No, but I have had the cab of a truck broken into twice in one day  
The second time was while I was reporting the first incident to the Guarda Civil :x
And, I have had trailers broken into in France :x


----------



## wakk44

Another no,but not for the want of trying,I have a cctv system monitoring the motorhome.A while back on reviewing the previous night recording it picked up a little scrote trying the door in the early hours.

Fortunately it was locked and the look on his face was priceless when he looked up at the camera,saw the infra red beam and realised he was being recorded.

I did hand the footage to our local community police officer but nothing came of it.


----------



## teemyob

*window*

I can only vote once!

Both attempted

Once on driveway, caught in the act. Smashed window, tried to grab Reversing Camera monitor as they thought it was a TomTom.

Second time, suspect Polish Kids tried to gain access via rood vent whilst we were at the pool on French Campsite.

TM


----------



## thegamwellsmythes

Yes via the garage door whilst the van was at the storage depot.

We were unlucky, they came over the fence right next to us and we were handy. 

We now have the Fiamma door frame locks on the habitation and garage door which makes us more difficult to break into than the van next door which I guess is the point.

The door frame locks are excellent.

It all got sorted on insurance but it was a pain.


----------



## nicholsong

It would be inappropriate to fill the poll because the only time was 'broken into' was by the AA (at my request) because of a door-lock fault.

He was great and did it without any damage.

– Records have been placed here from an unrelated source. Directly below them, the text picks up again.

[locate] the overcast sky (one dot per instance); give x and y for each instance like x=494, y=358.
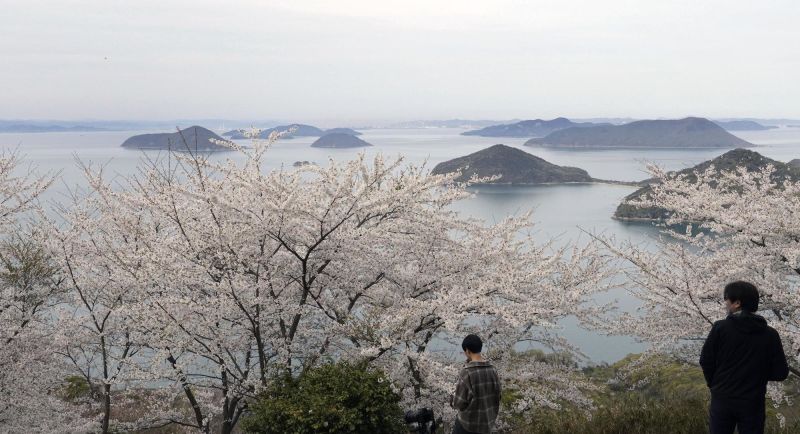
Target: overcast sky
x=364, y=60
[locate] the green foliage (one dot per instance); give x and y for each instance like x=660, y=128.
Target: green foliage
x=332, y=398
x=76, y=387
x=657, y=395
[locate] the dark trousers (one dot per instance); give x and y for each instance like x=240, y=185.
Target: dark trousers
x=727, y=414
x=458, y=429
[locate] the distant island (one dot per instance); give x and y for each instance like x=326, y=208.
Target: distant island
x=350, y=131
x=743, y=126
x=692, y=133
x=339, y=140
x=301, y=130
x=752, y=161
x=192, y=138
x=514, y=166
x=530, y=128
x=447, y=123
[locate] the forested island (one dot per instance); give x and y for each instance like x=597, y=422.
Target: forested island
x=529, y=128
x=692, y=133
x=514, y=166
x=339, y=140
x=750, y=160
x=299, y=130
x=194, y=138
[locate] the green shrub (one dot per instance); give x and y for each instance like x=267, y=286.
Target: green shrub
x=332, y=398
x=76, y=387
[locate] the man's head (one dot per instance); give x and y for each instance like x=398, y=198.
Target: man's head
x=741, y=295
x=472, y=346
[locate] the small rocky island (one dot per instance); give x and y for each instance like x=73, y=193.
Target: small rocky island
x=752, y=161
x=190, y=139
x=339, y=140
x=350, y=131
x=300, y=130
x=529, y=128
x=514, y=166
x=688, y=133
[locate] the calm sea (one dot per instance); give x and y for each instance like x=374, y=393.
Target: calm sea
x=561, y=211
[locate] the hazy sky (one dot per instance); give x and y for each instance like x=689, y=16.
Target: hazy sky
x=362, y=60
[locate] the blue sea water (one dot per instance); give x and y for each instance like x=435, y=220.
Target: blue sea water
x=561, y=211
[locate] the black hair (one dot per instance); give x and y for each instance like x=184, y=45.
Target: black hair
x=472, y=343
x=744, y=292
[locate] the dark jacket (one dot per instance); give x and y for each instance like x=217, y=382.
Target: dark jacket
x=477, y=397
x=740, y=355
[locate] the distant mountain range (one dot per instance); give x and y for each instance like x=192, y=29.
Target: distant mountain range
x=530, y=128
x=190, y=139
x=752, y=161
x=743, y=126
x=515, y=167
x=339, y=140
x=301, y=130
x=682, y=133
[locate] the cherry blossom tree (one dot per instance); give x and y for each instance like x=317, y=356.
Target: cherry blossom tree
x=216, y=276
x=723, y=226
x=32, y=378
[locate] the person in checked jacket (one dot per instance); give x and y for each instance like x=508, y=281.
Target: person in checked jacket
x=477, y=396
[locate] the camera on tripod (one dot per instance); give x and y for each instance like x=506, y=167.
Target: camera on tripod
x=421, y=421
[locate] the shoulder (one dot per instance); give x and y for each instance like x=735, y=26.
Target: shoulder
x=720, y=324
x=773, y=333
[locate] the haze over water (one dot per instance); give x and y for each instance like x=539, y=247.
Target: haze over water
x=560, y=211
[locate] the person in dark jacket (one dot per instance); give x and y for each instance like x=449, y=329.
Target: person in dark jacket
x=741, y=354
x=477, y=396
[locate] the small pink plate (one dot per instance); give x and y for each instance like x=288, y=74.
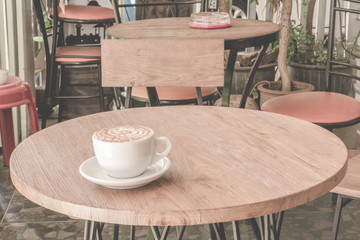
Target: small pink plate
x=11, y=81
x=210, y=26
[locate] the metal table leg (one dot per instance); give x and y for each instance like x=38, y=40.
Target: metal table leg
x=268, y=227
x=249, y=82
x=229, y=71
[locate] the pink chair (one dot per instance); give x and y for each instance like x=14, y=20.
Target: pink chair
x=12, y=94
x=327, y=109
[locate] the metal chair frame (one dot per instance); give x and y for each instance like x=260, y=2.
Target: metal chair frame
x=52, y=64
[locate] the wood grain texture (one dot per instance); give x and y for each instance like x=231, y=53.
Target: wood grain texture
x=179, y=28
x=227, y=164
x=350, y=185
x=162, y=62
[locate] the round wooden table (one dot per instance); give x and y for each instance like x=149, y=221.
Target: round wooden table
x=243, y=33
x=227, y=164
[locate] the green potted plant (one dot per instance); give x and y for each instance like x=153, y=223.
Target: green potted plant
x=286, y=85
x=306, y=59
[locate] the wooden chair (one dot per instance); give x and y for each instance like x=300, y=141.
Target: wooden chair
x=72, y=51
x=348, y=189
x=168, y=95
x=154, y=63
x=14, y=93
x=162, y=63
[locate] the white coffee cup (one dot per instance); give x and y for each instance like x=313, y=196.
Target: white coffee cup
x=3, y=76
x=126, y=151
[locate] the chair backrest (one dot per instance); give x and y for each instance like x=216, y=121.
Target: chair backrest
x=162, y=62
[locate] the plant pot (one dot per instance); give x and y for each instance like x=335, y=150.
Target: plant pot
x=268, y=90
x=316, y=75
x=241, y=75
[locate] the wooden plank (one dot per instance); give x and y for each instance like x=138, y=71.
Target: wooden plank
x=162, y=62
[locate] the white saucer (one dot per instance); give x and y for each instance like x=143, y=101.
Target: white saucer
x=91, y=170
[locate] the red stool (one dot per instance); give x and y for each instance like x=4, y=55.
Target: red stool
x=12, y=94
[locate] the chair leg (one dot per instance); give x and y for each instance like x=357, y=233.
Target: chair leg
x=7, y=134
x=61, y=92
x=32, y=110
x=101, y=90
x=342, y=201
x=116, y=232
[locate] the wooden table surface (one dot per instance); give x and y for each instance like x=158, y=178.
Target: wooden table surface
x=227, y=164
x=241, y=29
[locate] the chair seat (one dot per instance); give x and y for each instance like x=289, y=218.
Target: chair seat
x=86, y=13
x=78, y=51
x=323, y=108
x=235, y=102
x=174, y=93
x=13, y=93
x=350, y=185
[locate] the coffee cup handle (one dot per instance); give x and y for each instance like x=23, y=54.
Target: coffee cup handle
x=159, y=156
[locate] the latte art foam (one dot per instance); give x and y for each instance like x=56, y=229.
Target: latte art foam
x=123, y=133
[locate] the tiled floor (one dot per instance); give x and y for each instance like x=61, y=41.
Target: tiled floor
x=22, y=219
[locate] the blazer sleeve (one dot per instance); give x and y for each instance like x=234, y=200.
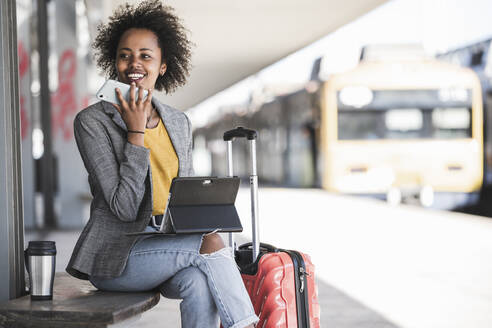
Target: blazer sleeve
x=189, y=151
x=122, y=184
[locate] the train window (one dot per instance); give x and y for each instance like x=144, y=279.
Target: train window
x=403, y=120
x=476, y=58
x=451, y=122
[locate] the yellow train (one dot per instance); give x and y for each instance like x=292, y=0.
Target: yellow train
x=396, y=128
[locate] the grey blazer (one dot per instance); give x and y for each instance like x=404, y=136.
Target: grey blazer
x=120, y=180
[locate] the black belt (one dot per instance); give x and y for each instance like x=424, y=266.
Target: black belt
x=158, y=220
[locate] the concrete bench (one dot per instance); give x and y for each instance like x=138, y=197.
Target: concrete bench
x=76, y=303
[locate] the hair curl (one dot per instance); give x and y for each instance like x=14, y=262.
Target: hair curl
x=171, y=35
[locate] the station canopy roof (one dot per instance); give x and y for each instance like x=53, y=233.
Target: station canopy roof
x=235, y=39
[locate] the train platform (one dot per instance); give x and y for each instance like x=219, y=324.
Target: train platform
x=376, y=265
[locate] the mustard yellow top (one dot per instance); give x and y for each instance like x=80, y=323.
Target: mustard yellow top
x=163, y=163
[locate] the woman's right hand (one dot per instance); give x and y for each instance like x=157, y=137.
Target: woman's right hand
x=135, y=112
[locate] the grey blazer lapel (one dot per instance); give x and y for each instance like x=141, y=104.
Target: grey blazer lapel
x=173, y=121
x=115, y=115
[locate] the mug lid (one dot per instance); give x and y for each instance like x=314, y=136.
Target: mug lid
x=41, y=244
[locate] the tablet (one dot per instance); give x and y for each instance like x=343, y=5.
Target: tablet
x=200, y=205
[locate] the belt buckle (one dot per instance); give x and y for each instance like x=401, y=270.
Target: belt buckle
x=154, y=224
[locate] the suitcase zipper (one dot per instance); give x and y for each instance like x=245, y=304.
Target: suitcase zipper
x=302, y=302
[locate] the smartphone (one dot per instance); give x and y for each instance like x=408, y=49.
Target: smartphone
x=107, y=91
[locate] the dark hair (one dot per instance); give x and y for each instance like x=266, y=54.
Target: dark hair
x=171, y=35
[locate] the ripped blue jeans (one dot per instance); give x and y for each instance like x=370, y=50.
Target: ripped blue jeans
x=209, y=284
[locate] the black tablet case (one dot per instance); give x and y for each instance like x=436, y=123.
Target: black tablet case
x=201, y=205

Hint - acrylic windows are the weakest point.

Geoff


----------



## Penquin

NO but our caravan was......


----------



## tyreman1

Hope this isn't a "tempting fate" survey !!!


----------



## DTPCHEMICALS

Motorhome No.
Caravan Yes
Work Van Yes
Home No

Dave p


----------



## aldra

possible when we are out walking the dog

When he is inside no chance, his motto attack first, ask ? later

So far never

Although a obliging very slim French guy did manage to gain access via the garage when we locked ourselves out
Fortunately the dog was on the outside
:lol: 

Since made that route impossible, hope we don't lock ourselves out again   

Aldra


----------



## ChrisandJohn

Yes, I posted about it here:

http://www.motorhomefacts.com/ftopict-104903-.html

Chris


----------